À l’époque, cela fut considéré comme une véritable provocation, et l’on m’a raconté que la discussion fut assez agitée au moment du vote pour mon acceptation au sein de l’agence. Aujourd’hui les temps ont changé, mais alors beaucoup y voyaient un scandale.
Quand je regarde ces photographies, je trouve évidente la consonance stylistique avec celles de Sicile et surtout avec celles des mineurs boliviens, réalisées pour l’essentiel la même année.

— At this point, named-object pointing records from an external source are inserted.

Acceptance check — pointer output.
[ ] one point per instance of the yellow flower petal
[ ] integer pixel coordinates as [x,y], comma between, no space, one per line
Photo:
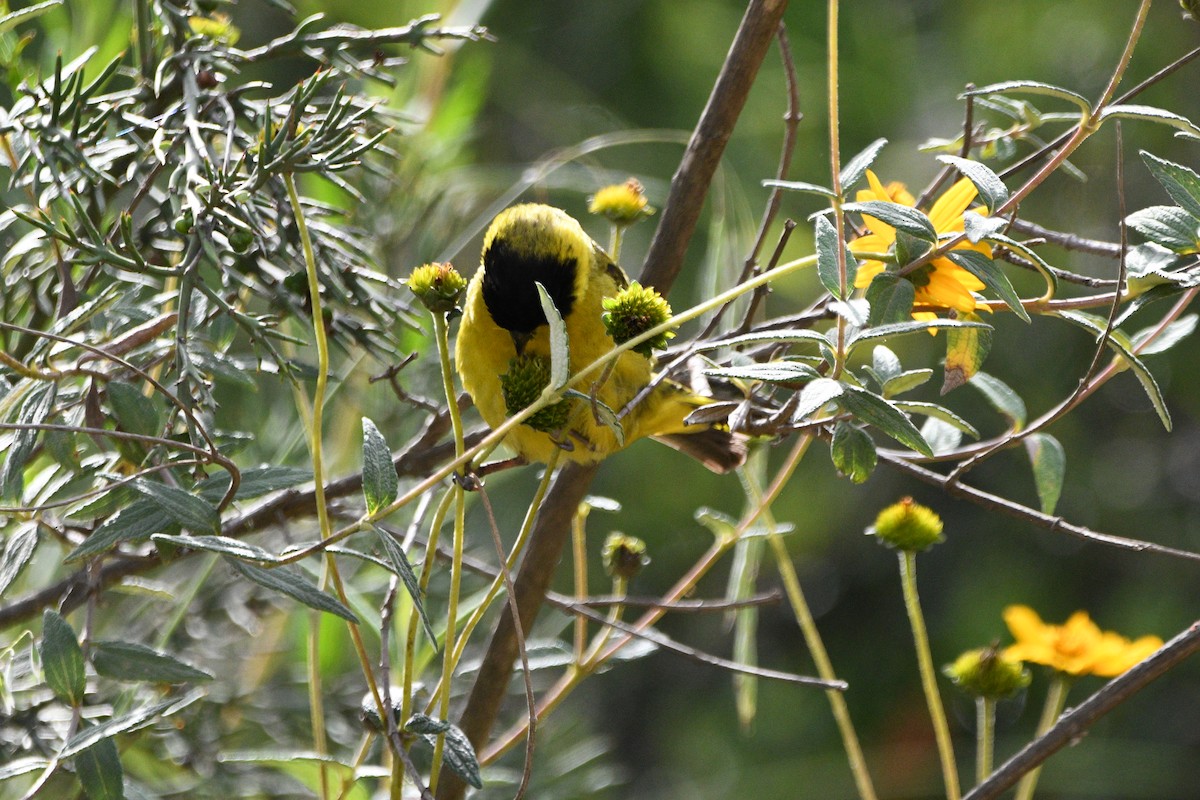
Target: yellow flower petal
[948,209]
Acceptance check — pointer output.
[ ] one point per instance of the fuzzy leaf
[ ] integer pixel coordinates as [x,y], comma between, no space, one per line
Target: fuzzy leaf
[827,259]
[985,269]
[991,190]
[801,186]
[129,661]
[853,452]
[1002,398]
[883,415]
[965,352]
[1168,226]
[1031,88]
[1049,462]
[189,510]
[126,722]
[769,372]
[1135,112]
[815,396]
[1182,184]
[61,659]
[99,769]
[891,298]
[17,552]
[293,585]
[379,481]
[402,567]
[135,411]
[34,410]
[559,352]
[853,169]
[901,217]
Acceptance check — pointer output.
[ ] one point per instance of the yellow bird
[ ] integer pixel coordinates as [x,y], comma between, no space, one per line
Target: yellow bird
[504,328]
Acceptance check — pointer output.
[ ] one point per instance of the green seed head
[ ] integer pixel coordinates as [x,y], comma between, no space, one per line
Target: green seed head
[624,555]
[631,312]
[523,383]
[987,673]
[437,286]
[907,525]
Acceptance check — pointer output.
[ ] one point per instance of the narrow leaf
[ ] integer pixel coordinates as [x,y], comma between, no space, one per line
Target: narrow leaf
[1121,344]
[883,415]
[379,481]
[131,662]
[293,585]
[1168,226]
[891,298]
[35,408]
[1182,184]
[814,397]
[853,452]
[853,169]
[100,773]
[17,552]
[402,567]
[1049,462]
[24,14]
[189,510]
[991,190]
[978,227]
[827,258]
[126,722]
[223,545]
[135,411]
[1134,112]
[61,659]
[559,354]
[135,522]
[901,217]
[987,270]
[1002,398]
[777,372]
[966,348]
[801,186]
[1031,88]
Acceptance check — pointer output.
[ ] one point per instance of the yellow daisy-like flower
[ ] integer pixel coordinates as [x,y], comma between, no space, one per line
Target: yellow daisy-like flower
[1077,648]
[941,282]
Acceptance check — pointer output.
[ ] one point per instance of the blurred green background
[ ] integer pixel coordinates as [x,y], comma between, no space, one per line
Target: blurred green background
[562,73]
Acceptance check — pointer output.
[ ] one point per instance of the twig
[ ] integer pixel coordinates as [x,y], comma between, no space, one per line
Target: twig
[689,186]
[1074,723]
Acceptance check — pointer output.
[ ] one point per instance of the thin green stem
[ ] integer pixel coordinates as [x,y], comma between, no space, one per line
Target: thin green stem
[460,535]
[1056,699]
[318,470]
[985,737]
[928,675]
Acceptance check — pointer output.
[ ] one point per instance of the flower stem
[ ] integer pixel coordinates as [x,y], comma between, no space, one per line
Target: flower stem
[1056,698]
[928,675]
[985,737]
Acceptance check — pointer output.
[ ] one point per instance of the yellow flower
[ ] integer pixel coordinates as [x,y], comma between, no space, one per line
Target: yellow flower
[623,204]
[941,282]
[1077,648]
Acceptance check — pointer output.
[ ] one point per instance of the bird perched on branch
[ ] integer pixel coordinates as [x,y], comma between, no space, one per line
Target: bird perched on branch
[503,349]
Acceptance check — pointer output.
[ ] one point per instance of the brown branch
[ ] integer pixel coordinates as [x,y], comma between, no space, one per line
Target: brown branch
[689,186]
[1074,723]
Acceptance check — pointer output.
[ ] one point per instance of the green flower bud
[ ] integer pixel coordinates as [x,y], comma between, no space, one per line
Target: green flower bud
[988,673]
[622,204]
[623,555]
[907,525]
[437,286]
[523,383]
[631,312]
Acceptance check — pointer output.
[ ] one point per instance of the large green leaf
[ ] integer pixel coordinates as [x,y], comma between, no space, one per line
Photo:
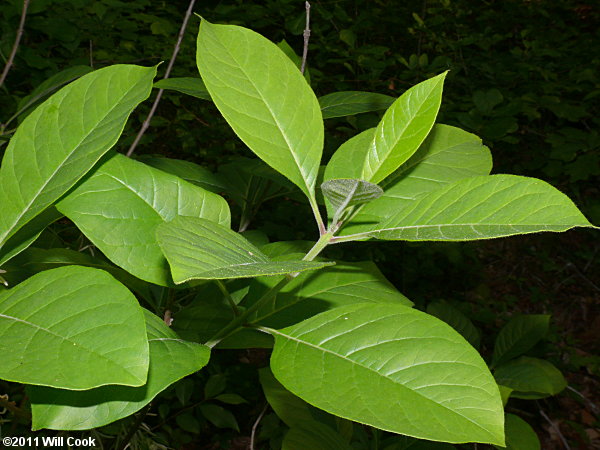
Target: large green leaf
[314,292]
[403,128]
[519,335]
[72,328]
[63,138]
[200,249]
[170,360]
[394,368]
[119,207]
[480,208]
[348,103]
[28,234]
[34,260]
[265,99]
[530,377]
[448,154]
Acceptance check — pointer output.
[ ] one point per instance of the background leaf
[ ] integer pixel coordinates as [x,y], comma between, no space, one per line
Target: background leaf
[72,328]
[50,151]
[519,335]
[170,360]
[530,377]
[349,103]
[120,206]
[264,98]
[394,368]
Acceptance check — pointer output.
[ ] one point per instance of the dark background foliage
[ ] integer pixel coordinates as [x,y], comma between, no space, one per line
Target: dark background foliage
[524,76]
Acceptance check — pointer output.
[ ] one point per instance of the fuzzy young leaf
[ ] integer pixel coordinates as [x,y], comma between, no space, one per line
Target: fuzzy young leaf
[51,151]
[265,99]
[170,360]
[519,335]
[349,103]
[448,154]
[345,192]
[403,128]
[72,328]
[198,249]
[481,208]
[119,207]
[394,368]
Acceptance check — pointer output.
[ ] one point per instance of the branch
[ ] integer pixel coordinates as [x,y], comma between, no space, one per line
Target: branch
[13,52]
[146,122]
[306,35]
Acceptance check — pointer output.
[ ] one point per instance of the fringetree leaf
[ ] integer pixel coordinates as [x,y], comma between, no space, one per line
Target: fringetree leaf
[519,335]
[403,128]
[186,85]
[345,192]
[530,378]
[394,368]
[119,207]
[481,208]
[314,292]
[187,170]
[51,150]
[170,360]
[265,99]
[349,103]
[519,435]
[448,154]
[200,249]
[72,328]
[27,234]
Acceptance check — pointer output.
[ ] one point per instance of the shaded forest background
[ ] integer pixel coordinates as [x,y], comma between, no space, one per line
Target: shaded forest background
[524,76]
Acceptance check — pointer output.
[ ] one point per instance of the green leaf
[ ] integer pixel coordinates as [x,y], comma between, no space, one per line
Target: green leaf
[48,87]
[394,368]
[186,85]
[315,436]
[345,192]
[189,171]
[481,208]
[519,435]
[456,319]
[198,249]
[63,139]
[34,260]
[265,99]
[448,154]
[219,416]
[403,128]
[314,292]
[534,376]
[120,206]
[27,234]
[519,335]
[349,103]
[170,360]
[72,328]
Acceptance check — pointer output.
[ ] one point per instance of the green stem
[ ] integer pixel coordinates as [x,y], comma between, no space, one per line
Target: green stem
[241,320]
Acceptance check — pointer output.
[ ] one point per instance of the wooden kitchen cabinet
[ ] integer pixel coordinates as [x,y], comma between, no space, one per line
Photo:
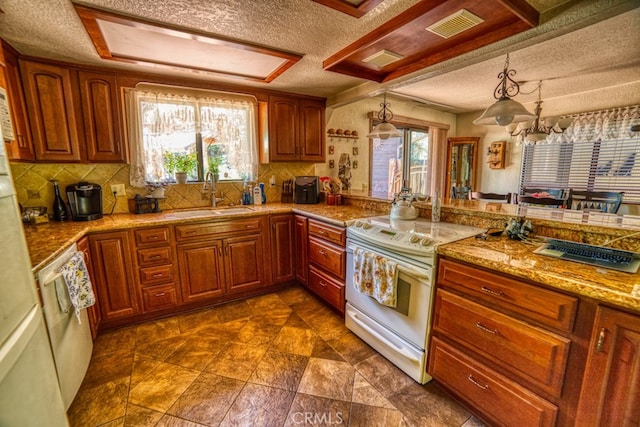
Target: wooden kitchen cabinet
[301,259]
[111,259]
[54,111]
[296,129]
[21,148]
[94,311]
[103,133]
[283,259]
[512,351]
[610,393]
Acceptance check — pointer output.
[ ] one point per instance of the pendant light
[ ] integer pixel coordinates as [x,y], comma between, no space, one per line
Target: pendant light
[384,129]
[505,110]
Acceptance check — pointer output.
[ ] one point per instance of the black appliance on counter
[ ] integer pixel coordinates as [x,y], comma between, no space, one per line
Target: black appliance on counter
[306,189]
[85,201]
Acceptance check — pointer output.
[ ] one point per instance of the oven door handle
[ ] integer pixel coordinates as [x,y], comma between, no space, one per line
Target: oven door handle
[386,342]
[424,273]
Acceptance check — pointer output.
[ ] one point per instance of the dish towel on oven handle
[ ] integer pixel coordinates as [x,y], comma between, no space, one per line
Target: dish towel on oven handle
[76,277]
[375,276]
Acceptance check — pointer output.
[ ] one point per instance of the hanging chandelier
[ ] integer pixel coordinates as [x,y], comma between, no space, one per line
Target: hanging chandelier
[384,129]
[539,129]
[505,110]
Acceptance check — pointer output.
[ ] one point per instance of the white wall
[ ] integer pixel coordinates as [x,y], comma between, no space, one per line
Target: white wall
[354,117]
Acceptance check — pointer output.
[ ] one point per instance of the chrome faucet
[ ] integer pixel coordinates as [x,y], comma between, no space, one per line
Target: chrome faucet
[209,188]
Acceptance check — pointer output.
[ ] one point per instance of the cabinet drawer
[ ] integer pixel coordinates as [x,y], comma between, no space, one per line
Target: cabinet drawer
[531,353]
[327,288]
[154,256]
[328,232]
[329,257]
[499,399]
[548,307]
[151,236]
[159,297]
[199,231]
[159,274]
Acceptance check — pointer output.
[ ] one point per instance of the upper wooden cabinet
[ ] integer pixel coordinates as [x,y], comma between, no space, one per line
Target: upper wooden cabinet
[296,129]
[51,93]
[101,117]
[21,148]
[611,387]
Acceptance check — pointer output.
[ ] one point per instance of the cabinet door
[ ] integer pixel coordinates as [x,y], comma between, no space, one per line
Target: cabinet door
[312,131]
[244,262]
[301,260]
[53,111]
[283,129]
[611,387]
[113,276]
[201,271]
[94,311]
[282,248]
[22,147]
[101,117]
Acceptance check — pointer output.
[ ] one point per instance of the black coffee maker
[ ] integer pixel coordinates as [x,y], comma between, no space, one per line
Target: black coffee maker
[85,201]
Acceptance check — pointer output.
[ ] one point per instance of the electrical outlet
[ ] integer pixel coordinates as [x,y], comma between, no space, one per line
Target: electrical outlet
[118,189]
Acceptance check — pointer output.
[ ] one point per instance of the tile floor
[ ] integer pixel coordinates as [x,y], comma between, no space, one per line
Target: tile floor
[282,359]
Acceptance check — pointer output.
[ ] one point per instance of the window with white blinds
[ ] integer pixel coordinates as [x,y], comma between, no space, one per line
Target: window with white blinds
[597,155]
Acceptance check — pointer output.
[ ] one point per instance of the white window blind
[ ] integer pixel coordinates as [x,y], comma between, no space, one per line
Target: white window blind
[599,152]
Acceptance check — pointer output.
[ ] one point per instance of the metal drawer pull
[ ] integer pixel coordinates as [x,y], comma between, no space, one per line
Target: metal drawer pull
[601,338]
[476,383]
[491,291]
[485,329]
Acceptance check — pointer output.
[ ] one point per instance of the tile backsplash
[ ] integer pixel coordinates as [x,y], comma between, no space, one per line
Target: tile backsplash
[34,188]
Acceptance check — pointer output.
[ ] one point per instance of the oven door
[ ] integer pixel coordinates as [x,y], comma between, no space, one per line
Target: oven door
[410,318]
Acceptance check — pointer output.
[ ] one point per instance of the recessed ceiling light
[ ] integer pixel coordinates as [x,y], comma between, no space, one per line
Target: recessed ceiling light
[455,23]
[382,58]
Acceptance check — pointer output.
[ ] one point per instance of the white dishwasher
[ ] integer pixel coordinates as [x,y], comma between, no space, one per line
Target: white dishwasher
[71,340]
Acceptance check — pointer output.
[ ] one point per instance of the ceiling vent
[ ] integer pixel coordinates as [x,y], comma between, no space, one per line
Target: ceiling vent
[382,58]
[455,24]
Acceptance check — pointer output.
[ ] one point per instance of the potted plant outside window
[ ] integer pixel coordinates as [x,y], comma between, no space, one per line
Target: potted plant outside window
[180,164]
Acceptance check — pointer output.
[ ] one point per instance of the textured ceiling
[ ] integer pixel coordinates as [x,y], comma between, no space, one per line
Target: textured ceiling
[588,52]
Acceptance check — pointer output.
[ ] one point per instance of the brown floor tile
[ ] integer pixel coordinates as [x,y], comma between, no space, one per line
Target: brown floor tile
[158,330]
[258,405]
[280,370]
[295,341]
[383,375]
[428,403]
[137,416]
[371,416]
[352,348]
[101,404]
[116,341]
[317,411]
[366,394]
[162,386]
[207,399]
[196,352]
[328,378]
[237,360]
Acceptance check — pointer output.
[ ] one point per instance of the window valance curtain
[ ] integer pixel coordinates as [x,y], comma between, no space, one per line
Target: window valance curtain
[219,119]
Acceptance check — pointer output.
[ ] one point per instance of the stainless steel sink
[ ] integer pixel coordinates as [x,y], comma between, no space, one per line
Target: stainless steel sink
[227,210]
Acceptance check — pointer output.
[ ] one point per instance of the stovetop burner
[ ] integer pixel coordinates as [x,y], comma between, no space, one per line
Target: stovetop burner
[419,237]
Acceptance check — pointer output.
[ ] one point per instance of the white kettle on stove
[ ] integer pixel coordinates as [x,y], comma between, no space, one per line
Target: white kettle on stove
[401,207]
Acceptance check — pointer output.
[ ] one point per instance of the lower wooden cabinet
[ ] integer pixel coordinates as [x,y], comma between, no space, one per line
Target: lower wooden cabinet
[110,256]
[94,311]
[611,387]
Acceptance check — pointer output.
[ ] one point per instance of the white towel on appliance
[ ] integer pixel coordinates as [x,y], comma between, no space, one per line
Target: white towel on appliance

Avec mes photos de mode, j’ai publié deux livres, Marpessa, un racconto, né de la première expérience puis construit consciemment, et Altrove, reportage di moda, où j’ai réuni une centaine d’images réalisées les années suivantes.
Dès les titres, j’ai tenu à souligner la nature de récit de ces photographies.
Beaucoup ont dit que les photos de mode sont peut-être parmi les choses les plus originales que j’aie faites en tant que photographe. Je ne les vois pas différentes, mais peut-être ont-ils raison.
Depuis plusieurs années, je pensais que j’aurais dû faire un livre entièrement consacré à ma manière de faire la mode. J’ai beaucoup tourné autour, rassemblant et continuant à sélectionner les images correspondant le plus précisément à cette spécificité.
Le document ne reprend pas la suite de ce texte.